Hydra-Nav: Object Navigation via Adaptive Dual-Process Reasoning
Zixuan Wang, Huang Fang, Shaoan Wang, Yuanfei Luo, Heng Dong, Wei Li, Yiming Gan
TL;DR
Hydra-Nav tackles the challenge of object navigation with vision-language models by unifying a slow deliberative planner and a fast reactive controller within a single VLM. It introduces a three-stage curriculum to enhance spatial-action alignment, temporal-spatial memory-based reasoning, and adaptive reasoning through Iterative Rejection Fine-Tuning (IRFT), which triggers reasoning only at stagnation points. The approach yields state-of-the-art results on HM3D, MP3D, and OVON, while introducing the SOT metric to quantify search efficiency under varying reasoning loads. Empirically, adaptive reasoning reduces compute overhead without sacrificing performance, enabling more practical deployment in real-world robotics.
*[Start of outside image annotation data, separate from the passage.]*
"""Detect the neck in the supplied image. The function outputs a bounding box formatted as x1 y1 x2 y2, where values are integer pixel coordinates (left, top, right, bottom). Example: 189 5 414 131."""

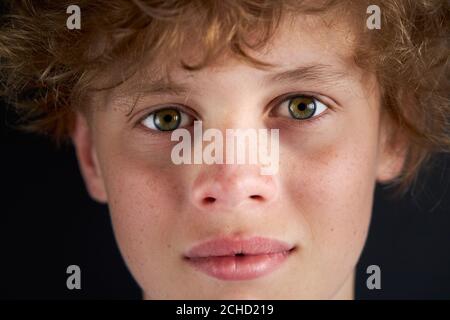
331 271 355 300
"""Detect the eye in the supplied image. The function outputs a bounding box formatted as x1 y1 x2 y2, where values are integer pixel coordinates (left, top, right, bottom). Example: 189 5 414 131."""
275 95 328 120
141 108 193 131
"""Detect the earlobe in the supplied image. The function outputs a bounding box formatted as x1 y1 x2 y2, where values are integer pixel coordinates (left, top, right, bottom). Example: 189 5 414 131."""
71 112 107 203
376 114 407 183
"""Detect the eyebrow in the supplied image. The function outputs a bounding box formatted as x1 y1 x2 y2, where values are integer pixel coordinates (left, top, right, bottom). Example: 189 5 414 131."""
263 64 348 84
125 64 348 100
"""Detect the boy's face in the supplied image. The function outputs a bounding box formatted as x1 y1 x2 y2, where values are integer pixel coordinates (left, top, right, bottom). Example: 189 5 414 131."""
73 16 403 299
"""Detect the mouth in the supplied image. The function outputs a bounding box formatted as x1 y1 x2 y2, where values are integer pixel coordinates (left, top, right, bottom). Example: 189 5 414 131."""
184 237 296 280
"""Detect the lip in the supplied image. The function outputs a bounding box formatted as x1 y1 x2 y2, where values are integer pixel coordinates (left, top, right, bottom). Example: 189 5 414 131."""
184 237 295 280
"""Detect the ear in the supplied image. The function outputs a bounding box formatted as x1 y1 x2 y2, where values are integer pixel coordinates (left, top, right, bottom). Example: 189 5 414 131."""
377 114 408 183
72 112 107 203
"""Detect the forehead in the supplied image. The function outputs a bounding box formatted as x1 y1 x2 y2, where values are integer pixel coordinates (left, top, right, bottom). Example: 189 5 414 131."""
101 10 355 104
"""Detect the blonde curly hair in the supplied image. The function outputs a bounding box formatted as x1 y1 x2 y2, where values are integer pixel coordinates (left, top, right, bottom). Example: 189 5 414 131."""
0 0 450 198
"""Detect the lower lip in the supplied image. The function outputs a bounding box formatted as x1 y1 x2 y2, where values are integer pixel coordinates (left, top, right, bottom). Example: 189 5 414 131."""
188 251 290 280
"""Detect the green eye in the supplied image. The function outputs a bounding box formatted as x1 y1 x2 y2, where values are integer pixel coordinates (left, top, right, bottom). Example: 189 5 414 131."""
289 96 316 119
141 108 194 131
272 94 329 121
153 109 181 131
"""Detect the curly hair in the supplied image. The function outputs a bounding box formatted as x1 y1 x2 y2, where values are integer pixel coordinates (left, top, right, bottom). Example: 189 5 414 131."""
0 0 450 198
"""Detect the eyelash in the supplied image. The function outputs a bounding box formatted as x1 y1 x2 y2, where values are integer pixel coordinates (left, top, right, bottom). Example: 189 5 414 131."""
136 93 332 134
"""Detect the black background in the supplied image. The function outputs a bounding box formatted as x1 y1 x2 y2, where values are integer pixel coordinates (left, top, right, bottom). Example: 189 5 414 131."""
0 105 450 299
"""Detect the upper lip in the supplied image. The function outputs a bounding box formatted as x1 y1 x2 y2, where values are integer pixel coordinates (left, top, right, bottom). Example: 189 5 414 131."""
185 237 294 258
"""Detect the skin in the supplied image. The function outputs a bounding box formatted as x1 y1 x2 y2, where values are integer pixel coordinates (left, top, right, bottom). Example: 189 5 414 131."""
73 11 404 299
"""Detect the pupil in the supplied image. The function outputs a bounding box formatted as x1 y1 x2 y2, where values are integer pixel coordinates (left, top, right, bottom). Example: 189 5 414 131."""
163 114 172 123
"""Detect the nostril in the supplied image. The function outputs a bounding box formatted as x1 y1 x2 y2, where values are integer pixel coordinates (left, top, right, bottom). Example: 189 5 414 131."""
203 197 216 204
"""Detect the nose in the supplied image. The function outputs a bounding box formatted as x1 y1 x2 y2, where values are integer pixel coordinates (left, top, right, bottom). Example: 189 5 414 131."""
190 164 278 211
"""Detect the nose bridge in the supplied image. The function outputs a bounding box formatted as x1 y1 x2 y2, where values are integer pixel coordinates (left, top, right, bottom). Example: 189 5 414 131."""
191 164 278 212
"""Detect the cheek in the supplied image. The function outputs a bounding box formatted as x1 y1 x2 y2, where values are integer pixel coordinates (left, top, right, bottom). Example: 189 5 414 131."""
98 153 186 270
280 114 378 266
The work demonstrates that an end-to-end dual-process VLM can achieve superior navigation performance with substantially improved efficiency.
Abstract
While large vision-language models (VLMs) show promise for object goal navigation, current methods still struggle with low success rates and inefficient localization of unseen objects--failures primarily attributed to weak temporal-spatial reasoning. Meanwhile, recent attempts to inject reasoning into VLM-based agents improve success rates but incur substantial computational overhead. To address both the ineffectiveness and inefficiency of existing approaches, we introduce Hydra-Nav, a unified VLM architecture that adaptively switches between a deliberative slow system for analyzing exploration history and formulating high-level plans, and a reactive fast system for efficient execution. We train Hydra-Nav through a three-stage curriculum: (i) spatial-action alignment to strengthen trajectory planning, (ii) memory-reasoning integration to enhance temporal-spatial reasoning over long-horizon exploration, and (iii) iterative rejection fine-tuning to enable selective reasoning at critical decision points. Extensive experiments demonstrate that Hydra-Nav achieves state-of-the-art performance on the HM3D, MP3D, and OVON benchmarks, outperforming the second-best methods by 11.1%, 17.4%, and 21.2%, respectively. Furthermore, we introduce SOT (Success weighted by Operation Time), a new metric to measure search efficiency across VLMs with varying reasoning intensity. Results show that adaptive reasoning significantly enhances search efficiency over fixed-frequency baselines.